Apa kesibukan Anda akhir-akhir ini?
Saat ini, selain sebagai dosen di Fakultas Ilmu Tarbiyah dan Keguruan (FITK) Universitas Islam Negeri (UIN) Sunan Kalijaga, saya juga sebagai Pengasuh Rumah Kearifan (House of Wisdom) yang didirikan bersama istri saya, Ziadatul Husnah di Yogyakarta. Selain itu, saya juga sebagai konsultan pendidikan di berbagai lembaga pendidikan seperti sekolah, madrasah, pesantren, dan perguruan tinggi.
Bagaimana awal mula Anda mengenal LVE?
Tahun 2009, saya ditawari pelatihan Living Values Education oleh Budhy Munawar-Rachman. Kebetulan ketika itu saya dan Budhy punya program bersama di beberapa provinsi tentang mainstreaming madrasah dan pesantren melalui civic values-based community development seperti gender equity, human rights, civil society, democracy, dan pluralism. Melalui program ini kita ingin membiasakan civic values melalui aktivitas pemberdayaan masyarakat yang ada di sekitar madrasah dan pesantren. Kami merasa LVE menjadi salah satu pendekatan yang penting untuk dikenalkan agar nilai-nilai universal tersebut lebih mudah diimplemetasikan. Hal itu membuat saya ikut pelatihan LVE selama 4 hari di UIN Sunan Kalijaga dengan Trainer LVE saat itu, Taka Nurdiana Gani.
Sejak kapan Anda menjadi Trainer dan mengapa Anda mau berkomitmen menjadi Trainer LVE?
Tahun 2011 saya mendapatkan sertifikat setelah mengikuti Train the Trainer (TTT) di Sekolah Madania dengan trainer dari Singapura, Kana Gopal. Sebelum menjadi trainer LVE saya aktif sebagai trainer pembelajaran aktif (active learning) di berbagai lembaga mulai dari sekolah tingkat dasar sampai perguruan tinggi di berbagai provinsi di Indonesia. Menurut saya LVE merupakan ruh atau spirit yang perlu menjadi fondasi dalam kegiatan pembelajaran, khususnya active learning. Sebab, sejauh ini, active learning lebih menekankan pada aktivitas pembelajaran yang variatif, tetapi ada sesuatu yang “terlupakan” atau bahkan “hilang” yaitu roh dari aktivitas itu sendiri. Sebagai contoh, mengapa memilih jigsaw learning? apa pentingnya bagi siswa atau peserta didik. Apa pentingnya memilih gallery of learning? apa urgensinya? Sejauh ini berbagai strategi pembelajaran tersebut lebih menekankan pada langkah atau tahapan yang bersifat teknis, padahal ada yang jauh lebih penting dari sebuah langkah, yaitu nilai itu sendiri. Mengapa memilih gallery of learning dalam pembelajaran? Karena kita ingin membiasakan nilai kreatifitas, menghargai, kerja sama, toleransi, peduli, dan proaktif. Karena itu, sebelum memilih sebuah strategi pembelajaran, yang pertama perlu menjadi pertimbangan adalah “nilai-nilai apa yang sedang dibutuhkan oleh peserta didik”, bukan sekedar memilih dan menerapkan strategi pembelajaran tersebut. Ini yang menjadikan saya “jatuh hati” dan berkomitmen dengan LVE sampai saat ini.

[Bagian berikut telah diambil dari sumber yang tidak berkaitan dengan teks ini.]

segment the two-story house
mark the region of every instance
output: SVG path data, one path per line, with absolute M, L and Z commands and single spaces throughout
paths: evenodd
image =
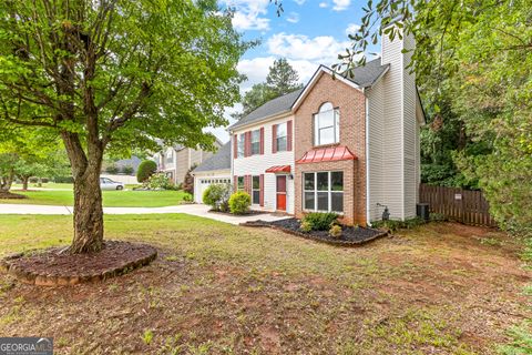
M 229 126 L 235 190 L 253 204 L 301 217 L 330 211 L 366 225 L 416 215 L 424 113 L 407 69 L 413 39 L 382 38 L 382 57 L 352 79 L 319 67 L 303 90 Z
M 219 149 L 222 143 L 216 140 L 215 146 Z M 175 184 L 181 184 L 188 170 L 200 165 L 212 155 L 213 152 L 209 151 L 177 144 L 174 146 L 164 146 L 162 151 L 155 153 L 152 159 L 157 163 L 158 171 L 164 172 Z

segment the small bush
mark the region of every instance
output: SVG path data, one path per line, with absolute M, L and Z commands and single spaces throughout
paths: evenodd
M 329 235 L 335 239 L 339 239 L 341 236 L 341 225 L 332 224 L 332 226 L 329 230 Z
M 231 185 L 212 184 L 203 192 L 203 203 L 214 211 L 227 212 L 229 210 Z
M 313 231 L 328 231 L 338 220 L 338 214 L 331 212 L 311 212 L 305 215 L 303 222 L 310 223 Z
M 135 170 L 131 165 L 126 165 L 122 168 L 122 173 L 125 175 L 133 175 L 134 172 Z
M 299 230 L 301 230 L 304 233 L 310 233 L 313 231 L 313 225 L 308 221 L 301 221 Z
M 119 166 L 116 166 L 116 165 L 114 165 L 114 164 L 113 164 L 113 165 L 109 165 L 108 168 L 105 168 L 105 172 L 106 172 L 108 174 L 115 175 L 115 174 L 119 173 Z
M 238 191 L 229 197 L 229 211 L 233 214 L 244 214 L 249 211 L 252 196 L 247 192 Z
M 146 182 L 157 171 L 157 164 L 153 160 L 145 160 L 139 165 L 136 180 L 140 183 Z

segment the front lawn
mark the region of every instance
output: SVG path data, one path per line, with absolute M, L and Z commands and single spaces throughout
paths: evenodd
M 491 354 L 532 316 L 516 245 L 490 230 L 430 224 L 340 248 L 183 214 L 106 215 L 105 229 L 158 258 L 74 287 L 0 273 L 0 334 L 53 336 L 58 354 Z M 1 215 L 0 254 L 71 233 L 69 216 Z
M 17 191 L 29 199 L 2 200 L 0 203 L 65 205 L 74 204 L 72 191 Z M 163 207 L 177 205 L 186 194 L 183 191 L 102 191 L 104 207 Z

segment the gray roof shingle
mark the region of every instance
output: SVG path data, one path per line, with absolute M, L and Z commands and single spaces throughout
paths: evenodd
M 274 114 L 290 111 L 291 105 L 294 104 L 294 102 L 296 102 L 301 91 L 303 89 L 299 89 L 287 93 L 286 95 L 269 100 L 258 109 L 252 111 L 248 115 L 241 119 L 235 124 L 231 125 L 229 129 L 234 129 L 255 121 L 260 121 L 262 119 L 269 118 Z
M 377 79 L 385 72 L 385 70 L 389 67 L 389 64 L 381 65 L 380 62 L 381 62 L 380 58 L 377 58 L 367 62 L 366 65 L 364 67 L 355 68 L 354 78 L 352 79 L 347 78 L 347 79 L 361 88 L 371 87 L 377 81 Z M 324 65 L 323 68 L 327 68 L 327 67 Z M 235 129 L 253 122 L 259 122 L 260 120 L 273 116 L 275 114 L 290 111 L 297 98 L 299 98 L 300 93 L 304 90 L 305 89 L 299 89 L 290 93 L 287 93 L 286 95 L 269 100 L 258 109 L 252 111 L 248 115 L 242 118 L 238 122 L 231 125 L 229 129 Z
M 194 172 L 225 169 L 231 169 L 231 141 L 222 145 L 213 156 L 194 169 Z

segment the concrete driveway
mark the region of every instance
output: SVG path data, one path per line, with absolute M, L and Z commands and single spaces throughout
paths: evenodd
M 228 215 L 208 212 L 209 206 L 204 204 L 182 204 L 167 207 L 103 207 L 104 214 L 155 214 L 155 213 L 186 213 L 219 222 L 239 224 L 248 221 L 279 221 L 287 216 L 270 213 L 254 215 Z M 72 206 L 48 206 L 37 204 L 0 204 L 0 214 L 72 214 Z

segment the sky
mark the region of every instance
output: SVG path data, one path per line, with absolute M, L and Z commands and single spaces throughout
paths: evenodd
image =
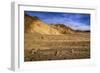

Apa harapan Anda untuk LVE di Indonesia?
Sejauh ini, menurut saya LVE merupakan pendekatan paling tepat dalam pendidikan karakter. Karena itu, pendekatan ini perlu dipahami, dihayati, dan diimplementasikan oleh setiap orang di Indonesia, bukan hanya dalam konteks pendidikan baik informal, formal maupun non-formal, tetapi pendekatan ini juga perlu diiimplementasikan di semua aspek kehidupan seperti ekonomi, budaya, hukum, seni, dan politik. Untuk itu, mengenalkan pendekatan LVE ini penting terus dilakukan ke semua pihak. Tentu ini membutuhkan proses sebab perlu perubahan paradigma dan komitmen kuat dalam konteks ini. Sekecil apa pun peran dan posisi kita, kita bisa terus mengenalkan pendekatan ini dengan cara “menghidupkan nilai-nilai” dalam diri kita sendiri agar kita bisa menjadi living model. Kita perlu membiasakan diri menjadi “positive energy generator” agar kita bisa menjadi “positive energy transmitter” kepada semua pihak, di mana pun kita berada, apa pun peran yang kita mainkan. Langkah keseribu tidak akan tercapai tanpa langkah pertama. Di mana ada kemauan di situ pasti akan ada jalan.